Лили кивнула и, сжав губы, ухватилась за столбик кровати. Горничная изо всех сил потянула за шнурки, которые прижимали к телу девушки стальные пластины корсета, создавая желанный эффект осиной талии. Лили вздрагивала с каждым рывком, ощущая, как сжимаются ее внутренности. В животе теперь у нее словно образовался тяжелый камень.
Достав сантиметр, Зеда с сосредоточенным видом измерила талию Лили.
– Пятьдесят три сантиметра! – объявила она и удовлетворенно кивнула.
– В таком виде ты могла бы недурно зарабатывать в темных переулках! – раздался голос позади нее.
Лили обернулась. На пороге стоял Франц, глядевший на нее с чем-то, неприятно похожим на презрение. Тотчас щеки Зеды покрылись густым румянцем, и она застенчиво опустила глаза. Лили знала, что горничная считала ее старшего брата весьма привлекательным и даже была в него немного влюблена. Однако Франц, как всегда, сделал вид, что прислуги вообще нет в комнате.
– Ты, как всегда, очарователен! – фыркнула Лили в ответ, и уголки его губ насмешливо дрогнули.
– Лошадей уже запрягли. Нам пора.
– Ты что, не видишь, я еще не готова!
– У тебя был на это целый день.
– Да, и он еще не прошел. Без меня все равно не начнут. – Как всегда, когда она разговаривала с Францем, в ее голосе сквозило насмешливое раздражение.
Брат повернулся и бросил взгляд на часы в холле.
– Тебе непременно нужно заставлять целое общество себя дожидаться? Это так на тебя похоже! Наверное, вся Земля вращается вокруг Лили Карстен! – сказал он, подняв брови. – Даю тебе пять минут. Лошади ждут. Там жарко. – Бросив еще один пренебрежительный взгляд на ее выпирающую из корсета грудь, он вышел.
В сердцах Лили бросила ему вслед ругательство, заставившее Зеду вздрогнуть от изумления.
– Как будто его волнуют лошади! Он просто хочет, чтобы я опозорилась перед всеми.
Пять минут! Ей нипочем не успеть. Нужно было еще надеть платье и поправить прическу.
– Он не посмеет… – пробормотала она, прекрасно зная, что еще как посмеет. Он даже, пожалуй, будет рад уехать без нее и скомпрометировать ее в глазах света. Мгновение она лихорадочно соображала, что предпринять.
– Зеда, живо спустись вниз и скажи Агнес, чтобы Тони закладывал коляску. Франц уедет без меня, я точно знаю!
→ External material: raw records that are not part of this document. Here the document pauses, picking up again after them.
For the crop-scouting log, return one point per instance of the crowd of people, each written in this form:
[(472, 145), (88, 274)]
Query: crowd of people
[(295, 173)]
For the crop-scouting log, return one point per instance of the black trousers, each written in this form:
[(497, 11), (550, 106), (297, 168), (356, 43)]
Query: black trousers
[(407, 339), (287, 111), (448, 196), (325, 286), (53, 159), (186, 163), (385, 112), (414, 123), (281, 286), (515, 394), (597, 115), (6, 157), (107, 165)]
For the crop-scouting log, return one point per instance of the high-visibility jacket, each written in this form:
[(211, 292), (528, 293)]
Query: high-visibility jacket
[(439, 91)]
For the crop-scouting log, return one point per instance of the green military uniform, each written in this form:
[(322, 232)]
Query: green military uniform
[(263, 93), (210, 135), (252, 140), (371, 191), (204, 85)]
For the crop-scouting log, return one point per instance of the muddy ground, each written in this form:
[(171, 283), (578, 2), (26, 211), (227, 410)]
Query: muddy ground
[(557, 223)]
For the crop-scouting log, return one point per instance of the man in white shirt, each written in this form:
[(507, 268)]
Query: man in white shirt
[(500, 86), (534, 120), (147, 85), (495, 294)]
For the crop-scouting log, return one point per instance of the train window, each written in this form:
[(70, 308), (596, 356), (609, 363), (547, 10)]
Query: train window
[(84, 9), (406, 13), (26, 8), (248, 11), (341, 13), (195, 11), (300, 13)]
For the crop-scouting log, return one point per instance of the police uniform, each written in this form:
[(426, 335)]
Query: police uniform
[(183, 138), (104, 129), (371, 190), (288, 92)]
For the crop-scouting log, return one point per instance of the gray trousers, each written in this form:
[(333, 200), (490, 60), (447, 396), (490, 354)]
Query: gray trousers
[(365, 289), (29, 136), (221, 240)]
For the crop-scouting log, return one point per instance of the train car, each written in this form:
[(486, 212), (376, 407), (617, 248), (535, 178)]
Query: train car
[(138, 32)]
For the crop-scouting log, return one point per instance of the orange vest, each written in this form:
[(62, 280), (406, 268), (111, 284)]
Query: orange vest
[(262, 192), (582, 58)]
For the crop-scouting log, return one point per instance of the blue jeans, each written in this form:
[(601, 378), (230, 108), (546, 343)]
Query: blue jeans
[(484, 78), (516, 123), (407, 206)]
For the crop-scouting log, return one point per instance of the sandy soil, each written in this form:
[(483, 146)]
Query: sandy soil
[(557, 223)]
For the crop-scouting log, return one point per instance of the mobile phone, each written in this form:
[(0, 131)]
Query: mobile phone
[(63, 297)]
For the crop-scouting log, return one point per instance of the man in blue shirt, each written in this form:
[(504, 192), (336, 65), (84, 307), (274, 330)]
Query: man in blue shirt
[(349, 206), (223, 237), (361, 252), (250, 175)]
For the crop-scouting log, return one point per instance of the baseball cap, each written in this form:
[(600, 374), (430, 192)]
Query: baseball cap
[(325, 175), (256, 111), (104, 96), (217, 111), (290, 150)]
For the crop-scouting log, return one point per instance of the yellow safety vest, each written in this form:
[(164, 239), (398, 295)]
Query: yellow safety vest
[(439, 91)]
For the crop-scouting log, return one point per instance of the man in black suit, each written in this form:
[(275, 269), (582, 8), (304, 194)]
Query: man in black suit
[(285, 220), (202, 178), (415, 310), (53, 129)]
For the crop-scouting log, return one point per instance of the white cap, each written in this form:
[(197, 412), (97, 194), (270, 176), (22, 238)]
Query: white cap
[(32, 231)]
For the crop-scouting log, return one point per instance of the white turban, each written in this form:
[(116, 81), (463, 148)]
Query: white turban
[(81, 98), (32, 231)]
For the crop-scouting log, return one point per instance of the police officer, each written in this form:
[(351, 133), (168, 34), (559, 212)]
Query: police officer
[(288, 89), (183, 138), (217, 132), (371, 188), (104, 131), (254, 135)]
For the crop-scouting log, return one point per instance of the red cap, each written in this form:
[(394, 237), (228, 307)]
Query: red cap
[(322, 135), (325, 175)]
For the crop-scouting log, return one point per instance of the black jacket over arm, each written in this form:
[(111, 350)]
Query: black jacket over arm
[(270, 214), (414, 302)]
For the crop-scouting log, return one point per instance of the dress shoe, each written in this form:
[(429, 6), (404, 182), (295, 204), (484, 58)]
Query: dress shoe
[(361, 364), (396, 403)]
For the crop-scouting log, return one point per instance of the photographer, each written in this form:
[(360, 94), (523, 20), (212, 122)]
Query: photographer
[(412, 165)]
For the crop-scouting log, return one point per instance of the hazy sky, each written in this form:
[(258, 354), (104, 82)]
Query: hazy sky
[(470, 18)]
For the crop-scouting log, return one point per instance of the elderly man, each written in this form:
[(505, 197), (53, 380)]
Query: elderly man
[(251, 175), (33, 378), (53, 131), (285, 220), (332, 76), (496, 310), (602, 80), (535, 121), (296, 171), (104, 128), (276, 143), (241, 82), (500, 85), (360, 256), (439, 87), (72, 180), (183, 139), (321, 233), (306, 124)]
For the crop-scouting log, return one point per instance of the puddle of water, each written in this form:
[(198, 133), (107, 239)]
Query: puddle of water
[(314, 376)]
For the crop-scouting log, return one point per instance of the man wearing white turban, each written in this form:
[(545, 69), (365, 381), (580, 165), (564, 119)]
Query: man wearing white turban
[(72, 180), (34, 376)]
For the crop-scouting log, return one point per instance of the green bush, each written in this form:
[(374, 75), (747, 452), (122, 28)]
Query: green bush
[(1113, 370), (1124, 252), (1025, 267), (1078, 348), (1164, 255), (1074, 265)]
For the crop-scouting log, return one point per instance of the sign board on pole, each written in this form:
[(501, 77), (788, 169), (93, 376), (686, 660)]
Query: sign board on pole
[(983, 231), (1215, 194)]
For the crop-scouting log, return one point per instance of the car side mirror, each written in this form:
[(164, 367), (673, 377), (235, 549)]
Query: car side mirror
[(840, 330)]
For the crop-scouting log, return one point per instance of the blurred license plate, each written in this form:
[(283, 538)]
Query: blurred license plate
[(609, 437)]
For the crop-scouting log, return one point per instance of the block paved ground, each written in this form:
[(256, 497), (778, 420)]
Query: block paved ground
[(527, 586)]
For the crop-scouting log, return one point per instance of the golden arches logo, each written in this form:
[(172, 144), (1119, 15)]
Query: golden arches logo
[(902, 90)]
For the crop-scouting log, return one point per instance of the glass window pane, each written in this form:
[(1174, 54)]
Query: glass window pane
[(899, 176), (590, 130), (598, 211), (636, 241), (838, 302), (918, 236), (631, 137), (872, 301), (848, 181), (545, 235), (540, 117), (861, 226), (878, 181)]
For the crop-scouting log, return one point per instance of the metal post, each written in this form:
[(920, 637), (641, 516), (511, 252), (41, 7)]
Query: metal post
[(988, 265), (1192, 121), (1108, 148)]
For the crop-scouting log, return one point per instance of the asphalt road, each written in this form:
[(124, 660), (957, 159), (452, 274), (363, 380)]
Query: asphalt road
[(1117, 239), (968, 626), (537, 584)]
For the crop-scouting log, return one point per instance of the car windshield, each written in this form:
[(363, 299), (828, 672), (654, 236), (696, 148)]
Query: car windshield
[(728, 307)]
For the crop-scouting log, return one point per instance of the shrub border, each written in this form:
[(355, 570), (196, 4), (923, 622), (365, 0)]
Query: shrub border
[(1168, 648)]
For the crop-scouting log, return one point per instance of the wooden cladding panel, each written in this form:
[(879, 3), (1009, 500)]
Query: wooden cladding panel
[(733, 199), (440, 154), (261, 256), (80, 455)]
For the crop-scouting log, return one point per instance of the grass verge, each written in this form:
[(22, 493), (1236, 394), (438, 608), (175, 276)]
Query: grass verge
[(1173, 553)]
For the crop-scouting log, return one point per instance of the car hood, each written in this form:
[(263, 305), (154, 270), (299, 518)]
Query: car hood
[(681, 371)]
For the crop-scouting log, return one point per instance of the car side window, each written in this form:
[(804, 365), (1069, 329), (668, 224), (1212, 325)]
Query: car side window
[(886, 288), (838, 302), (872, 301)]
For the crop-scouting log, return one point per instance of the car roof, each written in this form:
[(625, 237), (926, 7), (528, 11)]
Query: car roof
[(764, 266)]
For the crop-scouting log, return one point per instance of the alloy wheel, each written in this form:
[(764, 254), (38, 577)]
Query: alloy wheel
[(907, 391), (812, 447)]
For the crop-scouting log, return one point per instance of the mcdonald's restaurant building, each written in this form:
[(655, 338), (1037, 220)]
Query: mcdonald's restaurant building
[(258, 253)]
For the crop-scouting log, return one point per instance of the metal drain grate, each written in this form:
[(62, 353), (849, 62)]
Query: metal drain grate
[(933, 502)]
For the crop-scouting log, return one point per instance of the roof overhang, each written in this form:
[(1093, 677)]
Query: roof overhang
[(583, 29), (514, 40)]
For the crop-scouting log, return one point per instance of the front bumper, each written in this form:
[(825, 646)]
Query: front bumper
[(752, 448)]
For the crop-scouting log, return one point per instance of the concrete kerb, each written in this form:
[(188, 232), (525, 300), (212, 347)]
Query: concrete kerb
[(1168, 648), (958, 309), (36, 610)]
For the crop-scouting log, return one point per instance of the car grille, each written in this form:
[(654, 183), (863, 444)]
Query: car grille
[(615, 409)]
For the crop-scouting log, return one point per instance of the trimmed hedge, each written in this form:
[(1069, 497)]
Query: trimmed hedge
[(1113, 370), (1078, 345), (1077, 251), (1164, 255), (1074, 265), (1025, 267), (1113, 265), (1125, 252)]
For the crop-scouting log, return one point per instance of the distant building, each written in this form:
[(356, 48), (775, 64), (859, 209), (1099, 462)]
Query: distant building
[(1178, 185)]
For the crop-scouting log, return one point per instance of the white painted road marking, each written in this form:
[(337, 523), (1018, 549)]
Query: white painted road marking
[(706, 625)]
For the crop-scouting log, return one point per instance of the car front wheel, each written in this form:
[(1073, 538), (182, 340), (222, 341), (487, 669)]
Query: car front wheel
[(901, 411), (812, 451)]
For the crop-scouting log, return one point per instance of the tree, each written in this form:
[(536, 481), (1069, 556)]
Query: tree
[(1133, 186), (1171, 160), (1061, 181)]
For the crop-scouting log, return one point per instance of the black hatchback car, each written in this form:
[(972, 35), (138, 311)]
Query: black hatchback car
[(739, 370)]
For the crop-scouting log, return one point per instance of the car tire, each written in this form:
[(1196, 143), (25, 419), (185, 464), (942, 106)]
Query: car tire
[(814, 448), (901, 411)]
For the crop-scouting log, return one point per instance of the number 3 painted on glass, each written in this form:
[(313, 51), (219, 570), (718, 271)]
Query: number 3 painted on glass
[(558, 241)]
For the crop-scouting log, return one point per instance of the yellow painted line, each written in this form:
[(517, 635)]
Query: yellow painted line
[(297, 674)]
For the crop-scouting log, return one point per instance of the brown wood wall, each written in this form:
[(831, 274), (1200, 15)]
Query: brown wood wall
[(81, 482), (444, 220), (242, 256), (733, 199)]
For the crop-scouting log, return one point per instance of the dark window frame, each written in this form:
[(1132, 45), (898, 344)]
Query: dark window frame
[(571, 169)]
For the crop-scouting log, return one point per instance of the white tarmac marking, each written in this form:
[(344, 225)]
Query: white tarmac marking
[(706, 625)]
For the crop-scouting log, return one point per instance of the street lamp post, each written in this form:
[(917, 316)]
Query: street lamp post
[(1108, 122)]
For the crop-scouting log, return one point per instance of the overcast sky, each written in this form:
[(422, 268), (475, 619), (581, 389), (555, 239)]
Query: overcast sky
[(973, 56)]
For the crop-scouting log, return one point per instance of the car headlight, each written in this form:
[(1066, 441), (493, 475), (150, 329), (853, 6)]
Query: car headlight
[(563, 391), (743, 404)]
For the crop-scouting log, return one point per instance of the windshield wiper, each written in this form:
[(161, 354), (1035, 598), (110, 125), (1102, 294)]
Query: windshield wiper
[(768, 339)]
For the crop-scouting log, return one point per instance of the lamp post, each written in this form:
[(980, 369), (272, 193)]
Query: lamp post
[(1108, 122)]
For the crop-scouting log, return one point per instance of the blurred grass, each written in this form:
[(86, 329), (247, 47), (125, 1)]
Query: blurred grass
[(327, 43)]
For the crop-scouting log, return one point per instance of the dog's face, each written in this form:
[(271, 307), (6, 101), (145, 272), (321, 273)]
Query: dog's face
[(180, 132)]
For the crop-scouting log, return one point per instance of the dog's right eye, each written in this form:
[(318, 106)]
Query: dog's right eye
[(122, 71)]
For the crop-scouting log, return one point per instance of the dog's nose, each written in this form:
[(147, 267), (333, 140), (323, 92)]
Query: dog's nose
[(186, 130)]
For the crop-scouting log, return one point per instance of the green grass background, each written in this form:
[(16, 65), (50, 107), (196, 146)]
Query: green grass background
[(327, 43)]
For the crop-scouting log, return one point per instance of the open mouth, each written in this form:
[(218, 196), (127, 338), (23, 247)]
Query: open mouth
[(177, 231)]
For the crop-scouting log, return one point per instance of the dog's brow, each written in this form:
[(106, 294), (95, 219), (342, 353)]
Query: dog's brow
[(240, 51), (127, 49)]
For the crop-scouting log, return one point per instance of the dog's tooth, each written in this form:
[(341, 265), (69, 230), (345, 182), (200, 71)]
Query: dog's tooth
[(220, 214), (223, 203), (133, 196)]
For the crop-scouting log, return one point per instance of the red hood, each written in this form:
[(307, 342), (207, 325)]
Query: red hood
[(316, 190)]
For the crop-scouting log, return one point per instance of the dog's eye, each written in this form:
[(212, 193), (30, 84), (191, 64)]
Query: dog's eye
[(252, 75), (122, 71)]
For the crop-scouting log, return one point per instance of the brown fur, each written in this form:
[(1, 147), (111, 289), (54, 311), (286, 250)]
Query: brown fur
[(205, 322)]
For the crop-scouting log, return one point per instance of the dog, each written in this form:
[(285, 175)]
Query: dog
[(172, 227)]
Зеда тут же бросила сантиметр и поспешила к двери. Оставшись в одиночестве, Лили какое-то время размышляла, с какими из оставшихся дамских хитростей она справится без посторонней помощи, и наконец поспешила к зеркалу, чтобы привести в порядок прическу. Однако ей сразу же стало ясно, что здесь все безнадежно. Слишком высокой была влажность – непослушные локоны торчали во все стороны. Ощущая острое разочарование, Лили бросила шпильки обратно в коробочку и в тот же миг услышала через открытое окно стук лошадиных копыт по гравию.
– Что?! И пяти минут не подождал! – возмутилась она и выбежала на балкон. Она успела увидеть лишь цилиндр Франца и его ухмылку, когда он высунулся из окна кареты, удалявшейся по направлению к Бельвю, чтобы помахать сестре на прощание. Лили сердито пнула перила и тут же отскочила назад – нога отозвалась резкой болью.
– Сволочь! – крикнула она вслед брату, но коляска уже скрылась за деревьями.
Обратно в комнату ей пришлось добираться, прыгая на одной ноге.
– Зеда! Где ты? – отчаянно позвала Лили. Вот теперь ей действительно, по-настоящему нужно было спешить.
Пятнадцать минут спустя Лили Карстен бежала вниз по парадной лестнице. Ей так и не удалось избавиться от яркого искусственного румянца, зато наряд был безупречен, хотя белое платье грозило лопнуть на талии при первом неосторожном движении. Когда девушка остановилась, чтобы бросить на себя последний взгляд в зеркало, висящее над камином, к ней с обеспокоенным видом подошла Агнес, верная экономка семейства Карстен.
– Ох, Лили. У нас проблема! – начала было она, но неожиданно запнулась. – Я думала… твой отец запретил… зеленую шляпу. – Как всегда, когда они оставались наедине, Агнес обращалась к Лили на «ты».
– Да-да, я знаю, но другого выхода не было! Нужно было чем-то прикрыть прическу. – Решив в последнюю секунду взбунтоваться, Лили успела об этом пожалеть и энергично махнула рукой, чтобы Агнес не отнимала у нее остатки былой уверенности.
– Что случилось?
– Лошадь охромела, – с траурной миной объявила экономка. – Тони только что заметил. Поехать на ней не получится.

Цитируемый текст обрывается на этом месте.